Choose Your Own Blogventure

Here’s a Choose Your Own Adventure story I wrote, in blog form.

The Back Story

You are a secret agent/pro athlete/doctor. I think it’s safe to say that you do all right with the ladies. Or if you are a female, you do all right with the menfolk. Or if you are homo/bi-sexual, you do all right in the lady/man department. I guess just imagine the genders in this story however you want to. That’s the beauty of fiction. Anyways, what matters is that you are a secret agent/pro athlete/doctor. You are sitting in your opulent office off of Beet Street in the fictional metropolis of Potato Town. <Editor’s note – I’ve got an intricate plot to focus on so I’m not going to stress my mind thinking of cool names for people and places. I’m doing this for free for pete’s sake.> So yeah, you’re in your office. And oh yeah, your name is Sir Esquire Figgypudding, so remember that. Back to the office. A mysterious millionaire saunters in, and after a lot of clichéd, boring, detective talk, it boils down to this: he wants you, Sir Figgypudding, to track down his hot, adulterous wife, who has mysteriously gone missing. Since it is the off-season of the particular sport that you play, and you are in between secret agent missions for the government, and you make your own hours at the hospital, and you’ve got a few days to kill before your birthday, you decide to take on the case.

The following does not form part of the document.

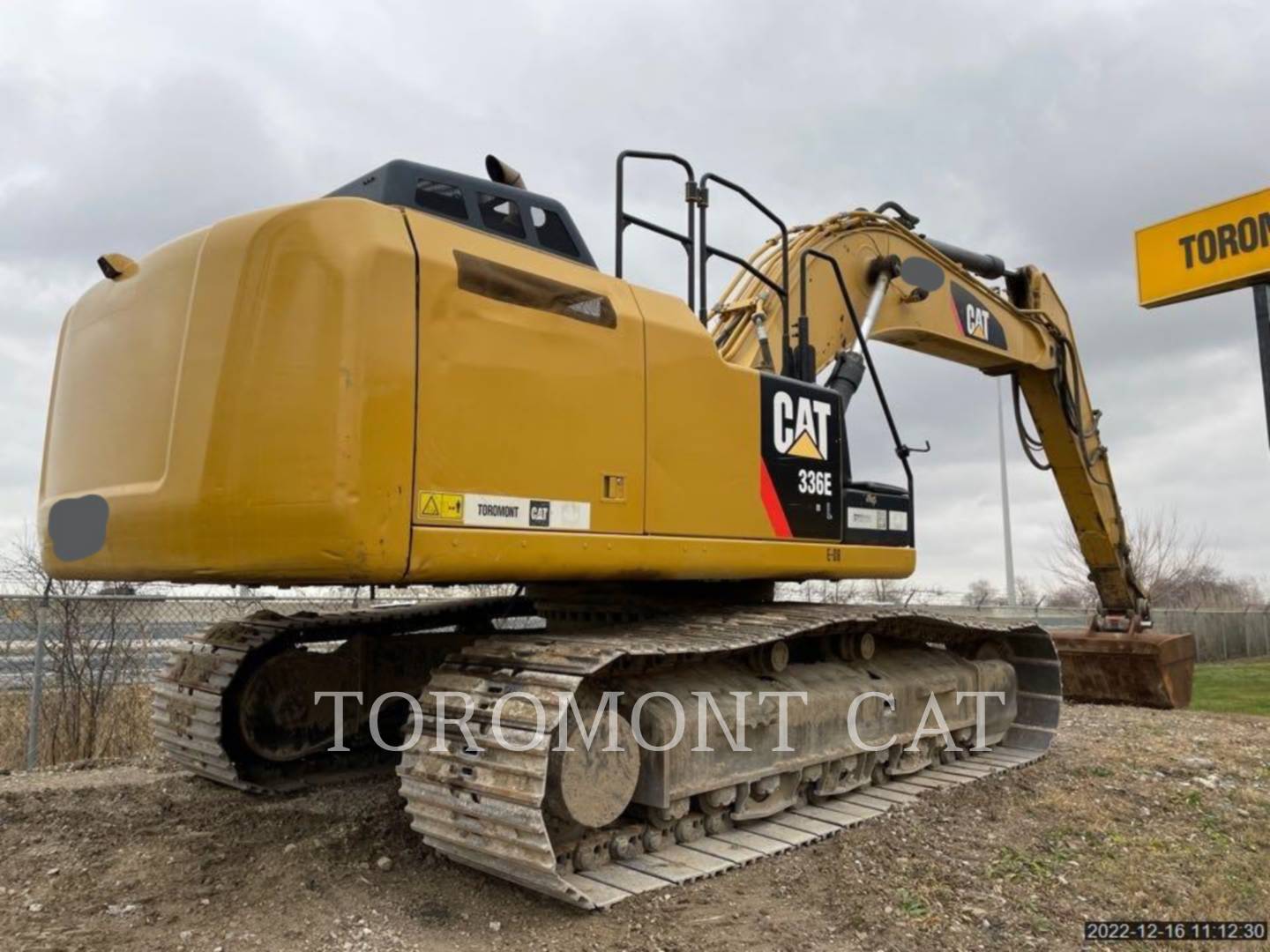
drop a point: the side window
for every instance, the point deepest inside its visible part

The mysterious millionaire, who we will call M&M for now, because he is mysterious and also a millionaire, provides you with the following:

-$50,000 cash, with an additional $100,000 upon the safe return of the hot, adulterous wife. Being as successful as you are $100,000 is just peanuts to you. But you live for the rush, and the passion that you have for a good sleuthing session. And also, you love money.

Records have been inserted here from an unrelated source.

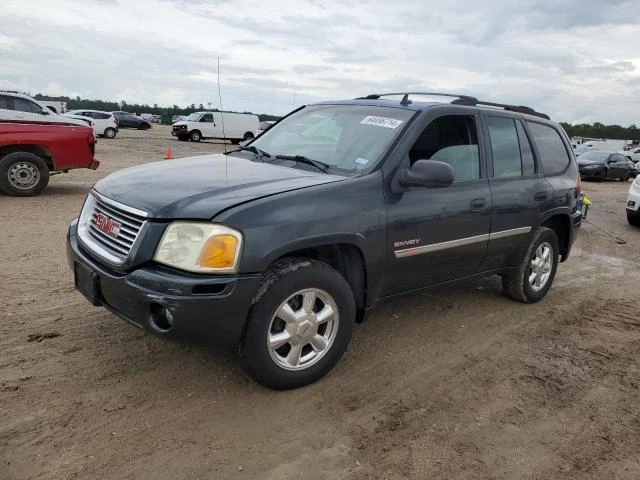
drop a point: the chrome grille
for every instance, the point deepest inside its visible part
(111, 228)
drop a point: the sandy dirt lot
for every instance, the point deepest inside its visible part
(457, 382)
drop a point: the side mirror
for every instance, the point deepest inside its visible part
(426, 173)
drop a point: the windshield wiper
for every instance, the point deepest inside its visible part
(257, 151)
(323, 167)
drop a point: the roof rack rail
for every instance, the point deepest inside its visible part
(459, 100)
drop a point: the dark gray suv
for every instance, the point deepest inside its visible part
(280, 247)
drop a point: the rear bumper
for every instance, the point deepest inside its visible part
(217, 316)
(633, 199)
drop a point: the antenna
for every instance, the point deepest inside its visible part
(224, 135)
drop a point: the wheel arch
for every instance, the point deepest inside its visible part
(39, 150)
(560, 223)
(344, 256)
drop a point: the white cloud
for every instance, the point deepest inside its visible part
(577, 61)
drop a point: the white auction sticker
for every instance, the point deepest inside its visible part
(381, 122)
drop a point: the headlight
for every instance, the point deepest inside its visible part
(200, 247)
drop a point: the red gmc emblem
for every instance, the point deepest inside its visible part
(107, 225)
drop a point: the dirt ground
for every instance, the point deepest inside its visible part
(457, 382)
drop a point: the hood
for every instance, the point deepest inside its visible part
(201, 187)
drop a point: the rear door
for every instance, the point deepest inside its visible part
(207, 125)
(519, 190)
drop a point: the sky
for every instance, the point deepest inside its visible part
(577, 60)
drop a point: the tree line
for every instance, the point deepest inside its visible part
(80, 103)
(599, 130)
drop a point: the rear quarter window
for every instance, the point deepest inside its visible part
(553, 153)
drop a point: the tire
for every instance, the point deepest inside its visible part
(519, 285)
(195, 136)
(283, 288)
(23, 174)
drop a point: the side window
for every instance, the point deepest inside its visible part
(528, 163)
(22, 105)
(505, 147)
(553, 154)
(452, 139)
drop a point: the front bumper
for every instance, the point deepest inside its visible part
(205, 309)
(593, 172)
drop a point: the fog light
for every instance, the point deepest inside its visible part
(168, 316)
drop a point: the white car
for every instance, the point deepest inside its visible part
(105, 124)
(201, 125)
(633, 203)
(18, 106)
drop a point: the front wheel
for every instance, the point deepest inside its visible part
(533, 278)
(300, 324)
(23, 174)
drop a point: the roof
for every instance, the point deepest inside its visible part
(408, 104)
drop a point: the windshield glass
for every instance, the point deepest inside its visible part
(345, 137)
(594, 156)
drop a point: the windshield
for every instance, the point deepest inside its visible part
(594, 156)
(345, 137)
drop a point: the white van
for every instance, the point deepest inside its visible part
(201, 125)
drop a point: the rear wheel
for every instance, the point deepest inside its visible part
(195, 136)
(533, 278)
(300, 324)
(23, 174)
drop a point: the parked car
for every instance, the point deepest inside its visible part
(633, 203)
(55, 106)
(279, 248)
(31, 152)
(105, 124)
(15, 106)
(597, 164)
(231, 126)
(129, 120)
(633, 153)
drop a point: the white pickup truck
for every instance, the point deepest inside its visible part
(201, 125)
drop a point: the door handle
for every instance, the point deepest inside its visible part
(540, 196)
(477, 203)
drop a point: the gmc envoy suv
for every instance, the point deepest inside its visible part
(280, 247)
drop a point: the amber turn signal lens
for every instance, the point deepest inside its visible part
(219, 252)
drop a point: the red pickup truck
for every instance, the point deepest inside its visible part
(31, 152)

-A butter knife. (Easy to conceal, but it can also bring the pain.)

-A cell phone with M&M’s encrypted number on it, as well as the hot, adulterous wife’s. And for fun, let’s also have the cell phone double as an explosive device.

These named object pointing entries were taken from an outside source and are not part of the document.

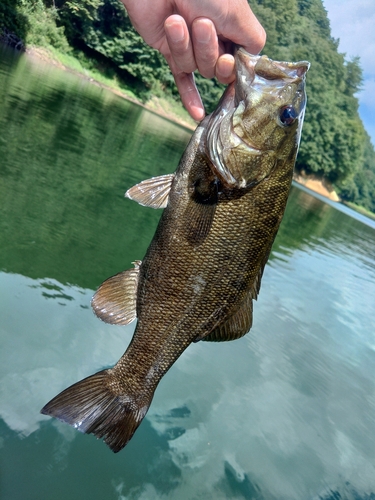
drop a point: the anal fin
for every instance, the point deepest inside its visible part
(115, 300)
(236, 326)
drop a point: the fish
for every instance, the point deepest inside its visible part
(203, 268)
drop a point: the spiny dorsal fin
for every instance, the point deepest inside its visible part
(236, 326)
(115, 300)
(152, 192)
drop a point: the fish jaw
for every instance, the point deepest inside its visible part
(258, 120)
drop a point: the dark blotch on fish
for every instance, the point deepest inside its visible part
(203, 268)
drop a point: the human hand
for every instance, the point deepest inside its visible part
(197, 34)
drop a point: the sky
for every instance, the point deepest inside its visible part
(353, 22)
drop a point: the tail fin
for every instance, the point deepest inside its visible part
(92, 407)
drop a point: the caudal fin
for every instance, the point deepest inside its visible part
(92, 407)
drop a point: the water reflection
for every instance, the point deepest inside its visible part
(287, 412)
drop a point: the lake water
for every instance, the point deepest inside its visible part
(286, 412)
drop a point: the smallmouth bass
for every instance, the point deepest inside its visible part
(203, 268)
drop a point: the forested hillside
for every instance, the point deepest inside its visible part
(334, 143)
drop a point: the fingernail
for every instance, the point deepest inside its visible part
(175, 31)
(225, 66)
(202, 31)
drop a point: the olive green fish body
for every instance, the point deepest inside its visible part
(203, 268)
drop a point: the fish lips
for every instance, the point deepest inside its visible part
(263, 74)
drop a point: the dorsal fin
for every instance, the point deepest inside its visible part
(236, 326)
(152, 192)
(115, 300)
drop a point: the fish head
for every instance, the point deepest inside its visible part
(257, 125)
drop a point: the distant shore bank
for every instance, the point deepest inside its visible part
(163, 108)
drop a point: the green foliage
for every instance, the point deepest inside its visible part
(33, 22)
(11, 18)
(334, 143)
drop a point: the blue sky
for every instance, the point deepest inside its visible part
(353, 22)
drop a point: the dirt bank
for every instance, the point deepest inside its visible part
(318, 185)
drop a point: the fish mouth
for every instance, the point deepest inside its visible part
(264, 74)
(255, 77)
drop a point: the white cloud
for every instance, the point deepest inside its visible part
(353, 22)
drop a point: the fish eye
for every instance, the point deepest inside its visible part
(287, 115)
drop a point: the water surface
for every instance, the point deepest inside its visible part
(287, 412)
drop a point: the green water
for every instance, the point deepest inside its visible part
(287, 412)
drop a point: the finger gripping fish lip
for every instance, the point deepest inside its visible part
(203, 268)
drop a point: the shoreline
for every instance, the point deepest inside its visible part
(155, 105)
(162, 108)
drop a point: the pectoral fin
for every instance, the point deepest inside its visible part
(115, 300)
(236, 326)
(152, 192)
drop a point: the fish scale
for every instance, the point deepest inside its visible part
(203, 268)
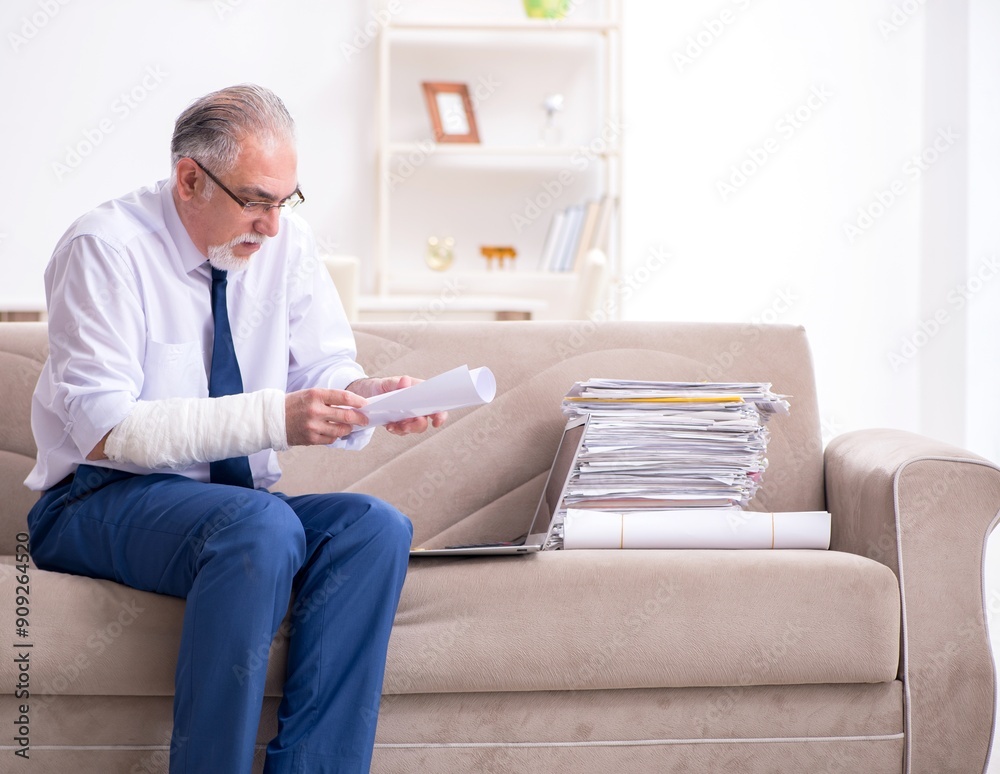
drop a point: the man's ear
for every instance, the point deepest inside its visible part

-A blow up doll. (So you can use the carpool lane if need be.)

-A photo of his hot, adulterous wife.

-Protein bars. (In case you get hungry and need a snack.)

Well, let’s get this show on the road. M&M has handed you a crumpled receipt from Slappy’s Diner with instructions scribbled on the back. It appears as though your only lead is a bartender at Mr. Giggles’ Comedy Shop (The Shop) in downtown Potato Town where the hot, adulterous wife was believed to have last been seen. Do you:

Take a rickshaw (Potato Town uses rickshaws.) to the shop.

Walk to the club. (In all fairness it is a pretty nice day out.)